Al final, ¿A qué se reduce todo?
Frecuentemente pienso que nuestra existencia es como una larga ecuación con tantas variables como personas entran en nuestras vidas, pero donde el orden de los factores, o el momento en el que aparecen, alteran con frecuencia el producto de nuestra realidad.
Es una larga fórmula en la que vamos sumando experiencias, memorias y emociones. Todos vivimos rodeados de incógnitas, elevamos al cuadrado problemas que en el fondo sabemos que no lo son y nos movemos entre relaciones poligonales, donde los ángulos son como aquellas situaciones obtusas de las que tanto deseamos liberarnos o bien son los codos en los que nos apoyamos.
Hay personas que nos multiplican, son exponenciales sin incógnitas que nos derivan hacia mejores versiones de nosotros mismos. Son aquellos que, en el frágil trapecio sobre el que nos balanceamos, representan los espacios llanos, sin mentiras ni oscuros paréntesis en los que ocultarse. Son los que nos incrementan, los que añaden esperanza y nos hacen avanzar.
Pero también están los que nos restan, los que nos dividen el corazón, la mente y la existencia. Son los que nos fraccionan, los que invierten la base de nuestras raíces o principios, disminuyendo el resultado, derivando el algoritmo correcto de nuestra ideal e incesante búsqueda.
Desde que aprendemos a sumar nos enseñan que uno más uno da como resultado dos.
¿Será?
Con el tiempo descubrimos que ese resultado ni siempre es cierto y no porque la expectativa esté equivocada, sino porque el símbolo que une a ambas unidades es tan frágil como nuestra capacidad de mantenerlo inalterable.
Está en nuestro poder determinar si el símbolo en cuestión nos va a sumar, restar, multiplicar o dividir para siempre.

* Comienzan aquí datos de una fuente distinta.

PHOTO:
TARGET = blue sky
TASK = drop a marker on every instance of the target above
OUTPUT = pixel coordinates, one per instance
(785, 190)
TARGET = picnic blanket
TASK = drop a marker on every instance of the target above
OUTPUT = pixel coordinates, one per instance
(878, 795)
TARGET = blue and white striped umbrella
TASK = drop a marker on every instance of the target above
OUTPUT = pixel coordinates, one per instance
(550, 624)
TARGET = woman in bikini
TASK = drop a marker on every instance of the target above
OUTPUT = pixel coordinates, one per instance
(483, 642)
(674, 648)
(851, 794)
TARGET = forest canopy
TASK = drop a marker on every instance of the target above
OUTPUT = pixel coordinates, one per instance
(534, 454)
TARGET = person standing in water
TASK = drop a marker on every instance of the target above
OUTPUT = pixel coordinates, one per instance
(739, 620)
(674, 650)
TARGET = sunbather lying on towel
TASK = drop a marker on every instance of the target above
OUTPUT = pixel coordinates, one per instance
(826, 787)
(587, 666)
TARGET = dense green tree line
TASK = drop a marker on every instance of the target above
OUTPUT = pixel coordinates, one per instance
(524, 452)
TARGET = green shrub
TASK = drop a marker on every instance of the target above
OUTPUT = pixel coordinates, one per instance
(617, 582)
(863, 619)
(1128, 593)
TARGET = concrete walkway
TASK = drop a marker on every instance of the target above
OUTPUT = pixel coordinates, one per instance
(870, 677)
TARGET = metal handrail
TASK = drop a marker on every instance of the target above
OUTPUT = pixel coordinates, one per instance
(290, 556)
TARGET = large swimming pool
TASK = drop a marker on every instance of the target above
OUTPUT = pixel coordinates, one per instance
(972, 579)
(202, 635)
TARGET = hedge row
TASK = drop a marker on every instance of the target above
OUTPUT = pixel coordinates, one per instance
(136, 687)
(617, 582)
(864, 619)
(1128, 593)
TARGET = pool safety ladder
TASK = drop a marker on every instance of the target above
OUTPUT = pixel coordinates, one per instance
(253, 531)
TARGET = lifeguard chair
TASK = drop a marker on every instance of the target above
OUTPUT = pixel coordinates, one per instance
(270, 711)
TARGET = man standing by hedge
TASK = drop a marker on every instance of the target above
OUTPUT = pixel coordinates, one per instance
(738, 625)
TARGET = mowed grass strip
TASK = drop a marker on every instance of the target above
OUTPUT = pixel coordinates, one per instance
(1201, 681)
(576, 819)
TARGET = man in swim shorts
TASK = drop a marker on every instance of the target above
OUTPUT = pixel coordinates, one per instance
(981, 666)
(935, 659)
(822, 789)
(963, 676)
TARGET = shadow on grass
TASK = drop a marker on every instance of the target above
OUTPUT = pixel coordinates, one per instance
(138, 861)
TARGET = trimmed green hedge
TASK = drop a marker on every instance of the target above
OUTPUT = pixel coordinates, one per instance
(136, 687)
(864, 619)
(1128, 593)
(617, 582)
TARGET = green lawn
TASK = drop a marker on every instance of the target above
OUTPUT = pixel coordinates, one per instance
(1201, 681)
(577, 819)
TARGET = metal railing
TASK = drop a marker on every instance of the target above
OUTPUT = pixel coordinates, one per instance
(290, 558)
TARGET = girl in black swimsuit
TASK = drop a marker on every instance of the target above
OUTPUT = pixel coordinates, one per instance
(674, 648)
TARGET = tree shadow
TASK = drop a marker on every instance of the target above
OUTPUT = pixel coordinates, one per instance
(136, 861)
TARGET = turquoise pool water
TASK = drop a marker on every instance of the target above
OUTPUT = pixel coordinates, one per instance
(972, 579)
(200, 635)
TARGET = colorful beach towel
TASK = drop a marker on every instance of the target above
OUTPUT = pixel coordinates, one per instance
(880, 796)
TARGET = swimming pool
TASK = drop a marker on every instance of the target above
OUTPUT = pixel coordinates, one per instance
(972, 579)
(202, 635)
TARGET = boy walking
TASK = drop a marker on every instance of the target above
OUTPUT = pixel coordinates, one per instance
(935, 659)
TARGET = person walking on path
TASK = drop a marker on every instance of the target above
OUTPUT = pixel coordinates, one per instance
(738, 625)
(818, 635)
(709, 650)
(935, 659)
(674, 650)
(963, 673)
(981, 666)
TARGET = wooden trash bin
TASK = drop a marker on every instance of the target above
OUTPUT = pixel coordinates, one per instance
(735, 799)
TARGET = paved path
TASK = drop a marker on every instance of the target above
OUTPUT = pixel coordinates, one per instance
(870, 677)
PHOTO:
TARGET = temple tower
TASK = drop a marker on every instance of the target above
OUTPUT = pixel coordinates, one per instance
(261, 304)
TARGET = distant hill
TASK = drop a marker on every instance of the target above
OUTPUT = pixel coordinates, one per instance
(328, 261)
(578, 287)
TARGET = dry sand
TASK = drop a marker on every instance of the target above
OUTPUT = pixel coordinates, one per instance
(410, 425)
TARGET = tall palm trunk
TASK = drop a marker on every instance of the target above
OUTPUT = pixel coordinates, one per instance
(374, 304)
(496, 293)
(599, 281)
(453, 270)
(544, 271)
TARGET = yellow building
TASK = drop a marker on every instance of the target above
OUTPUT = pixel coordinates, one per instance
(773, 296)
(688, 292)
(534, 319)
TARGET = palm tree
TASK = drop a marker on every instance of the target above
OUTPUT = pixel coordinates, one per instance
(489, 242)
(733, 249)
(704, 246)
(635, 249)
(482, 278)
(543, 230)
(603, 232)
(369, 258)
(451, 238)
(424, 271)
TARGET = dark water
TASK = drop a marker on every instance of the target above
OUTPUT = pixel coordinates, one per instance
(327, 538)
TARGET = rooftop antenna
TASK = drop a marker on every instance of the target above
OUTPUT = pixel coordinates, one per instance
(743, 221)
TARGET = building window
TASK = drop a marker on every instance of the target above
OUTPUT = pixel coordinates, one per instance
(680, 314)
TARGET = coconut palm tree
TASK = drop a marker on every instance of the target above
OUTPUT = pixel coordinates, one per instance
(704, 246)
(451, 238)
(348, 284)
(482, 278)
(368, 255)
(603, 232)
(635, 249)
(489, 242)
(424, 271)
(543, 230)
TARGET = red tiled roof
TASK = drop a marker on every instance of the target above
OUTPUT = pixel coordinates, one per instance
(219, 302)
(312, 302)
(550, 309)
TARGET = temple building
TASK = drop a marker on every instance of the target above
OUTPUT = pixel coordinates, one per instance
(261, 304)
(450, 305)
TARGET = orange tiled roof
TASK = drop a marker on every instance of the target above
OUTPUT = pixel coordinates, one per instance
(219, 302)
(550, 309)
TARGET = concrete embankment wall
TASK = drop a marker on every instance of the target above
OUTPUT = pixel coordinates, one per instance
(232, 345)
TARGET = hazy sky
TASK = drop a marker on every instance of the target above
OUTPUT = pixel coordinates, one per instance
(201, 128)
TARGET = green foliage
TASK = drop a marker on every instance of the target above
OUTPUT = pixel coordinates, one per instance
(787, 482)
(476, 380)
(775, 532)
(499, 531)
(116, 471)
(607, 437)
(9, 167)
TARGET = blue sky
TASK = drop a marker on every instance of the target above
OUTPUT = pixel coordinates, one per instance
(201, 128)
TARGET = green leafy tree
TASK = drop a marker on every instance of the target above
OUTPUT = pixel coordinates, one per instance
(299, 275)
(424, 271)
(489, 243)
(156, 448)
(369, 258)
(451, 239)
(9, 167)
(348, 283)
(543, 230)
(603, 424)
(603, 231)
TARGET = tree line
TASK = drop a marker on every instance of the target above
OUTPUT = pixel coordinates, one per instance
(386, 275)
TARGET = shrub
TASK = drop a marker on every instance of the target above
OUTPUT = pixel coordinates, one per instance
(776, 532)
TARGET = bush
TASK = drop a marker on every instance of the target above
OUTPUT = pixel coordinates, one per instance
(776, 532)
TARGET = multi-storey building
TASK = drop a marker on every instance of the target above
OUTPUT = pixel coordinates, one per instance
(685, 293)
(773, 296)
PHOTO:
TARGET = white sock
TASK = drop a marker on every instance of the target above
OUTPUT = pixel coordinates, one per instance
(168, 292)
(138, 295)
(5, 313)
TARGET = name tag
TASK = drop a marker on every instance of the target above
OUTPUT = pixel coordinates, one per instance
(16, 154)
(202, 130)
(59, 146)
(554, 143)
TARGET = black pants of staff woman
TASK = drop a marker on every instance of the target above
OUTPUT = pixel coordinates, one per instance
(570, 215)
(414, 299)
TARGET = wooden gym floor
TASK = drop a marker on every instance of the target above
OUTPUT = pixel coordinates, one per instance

Si bien no estamos exentos de cometer errores, al menos tenemos la opción de aplicar la experiencia acumulada para definir los límites de lo que nos debe afectar o no y, sobre todo, el modo en el que nos afecta.
Dicho de otro modo: toda relación es positiva. Nos suma y nos multiplica porque aumenta exponencialmente nuestro resultado final, nuestra destreza y experiencia.
Si no asimilamos que toda emoción es una ecuación positiva, nos dejamos sustraer convirtiendo nuestro corazón en un cociente inconsciente.
Nadie nace sabiendo resolver ecuaciones y mucho menos con dos incógnitas. ¿Por qué será que nos empeñamos en resolverlas a pares cuando ni siquiera hemos resuelto la nuestra propia?
En la base de todo estudio psicológico se encuentra la conocida pirámide de Abraham Maslow, padre de la psicología humanista, que establece las bases del desarrollo emocional incluyendo sus motivaciones y conductas, reduciéndolas a dos grandes grupos:
Las necesidades básicas, que incluyen las fisiológicas, de seguridad y sociales, que tienen un carácter cuantitativo, es decir, una vez satisfechas, desaparecen temporalmente.
Las necesidades de desarrollo son las referidas al desarrollo personal y profesional de cada uno, incluyendo la necesidad de reconocimiento progresivo y consecución de nuestro potencial y capacidades.
Para resolver nuestra propia incógnita debemos completar satisfactoriamente ambos grupos de necesidades, es decir, si no somos conscientes de nuestras propias carencias encontrando las vías de solucionarlas, no dejaremos de exigir a otros que rellenen esos vacíos. Y la ecuación no dará el resultado esperado.
Pero una cosa sí que es cierta y que no se puede reducir a una simple fórmula de cálculo.
Respondiendo a la pregunta inicial del artículo, todo se reduce al amor, empezando por uno mismo, pero integrándolo en los demás, porque el amor incluye y no excluye, multiplica y suma pero no debe dividir y mucho menos restar.
Al final, se trata de un juego de palabras: las matemáticas son una ciencia exacta y la vida no lo es.